JAKARTA,Metapos.id – Lembaga pemeringkat Standard and Poor’s (S&P) mempertahankan Sovereign Credit Rating Republik Indonesia pada BBB dengan outlook stabil pada 4 Juli 2023.
Keputusan ini mempertimbangkan prospek pertumbuhan ekonomi yang solid, rekam jejak kebijakan yang baik, dan konsolidasi fiskal yang lebih cepat dari target awal.
Di sisi lain, outlook stabil mencerminkan keyakinan S&P terhadap keberlanjutan pemulihan ekonomi Indonesia untuk dua tahun ke depan, yang akan mendukung kinerja fiskal dan stabilisasi utang.
Menanggapi hal tersebut Gubernur Bank Indonesia (BI) Perry Warjiyo mengatakan afirmasi rating Indonesia menunjukkan keyakinan kuat pemangku kepentingan internasional atas stabilitas makroekonomi dan prospek ekonomi jangka menengah.
“Ini merupakan pencapaian tersendiri di tengah peningkatan risiko global yang berasal dari tensi geopolitik dan perlambatan ekonomi global,” ujarnya dalam keterangan tertulis pada Rabu, 5 Juli.
Menurut Perry, kepercayaan dunia internasional ini didukung oleh kredibilitas kebijakan yang tinggi dan sinergi bauran kebijakan yang kuat antara pemerintah dan Bank Indonesia.
Dia menegaskan jika Bank Indonesia akan terus mencermati perkembangan ekonomi dan keuangan global dan domestik, merumuskan dan melaksanakan langkah-langkah yang diperlukan untuk memastikan terjaganya stabilitas makroekonomi dan sistem keuangan.

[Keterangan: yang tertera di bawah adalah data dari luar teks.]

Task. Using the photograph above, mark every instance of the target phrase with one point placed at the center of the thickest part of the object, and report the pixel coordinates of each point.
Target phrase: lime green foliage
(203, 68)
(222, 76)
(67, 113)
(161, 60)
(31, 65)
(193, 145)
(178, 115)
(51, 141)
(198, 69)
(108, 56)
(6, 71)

“Termasuk didalamnya penyesuaian lebih lanjut stance kebijakan, serta terus memperkuat sinergi dengan pemerintah untuk mendukung tercapainya pertumbuhan ekonomi yang berkelanjutan,” tutur dia.
Adapun, S&P berpandangan bahwa penurunan tekanan inflasi yang disertai dengan kenaikan belanja pemerintah menjelang pemilu diperkirakan dapat mendorong peningkatan konsumsi swasta pada paruh kedua 2023.
Hal ini akan mendukung kinerja ekonomi Indonesia di tengah tantangan permintaan global yang melambat, sehingga ekonomi Indonesia pada 2023 diperkirakan akan tumbuh sebesar 4,8 persen.
Dari sisi eksternal, S&P memandang perbaikan kinerja sektor eksternal Indonesia diperkirakan mampu menahan dampak perlambatan harga komoditas. Implementasi kebijakan hilirisasi dan peningkatan kapasitas pemrosesan di sektor pertambangan dalam rangka peningkatan nilai tambah produk tambang dinilai dapat membantu meningkatkan penerimaan ekspor.
Dari sisi fiskal, lembaga global itu memandang bahwa konsolidasi APBN yang lebih cepat berdampak pada penurunan defisit fiskal Indonesia menjadi di bawah 3 persen dari PDB satu tahun lebih cepat dari target. Defisit fiskal tercatat 2,4 persen dari PDB pada 2022, jauh lebih rendah dari 2021 yang mencapai 4,7 persen.
“Namun demikian, perlu dicermati bahwa basis penerimaan pemerintah yang masih terbatas tetap menjadi tantangan bagi perkembangan rating Indonesia ke depan,” katanya.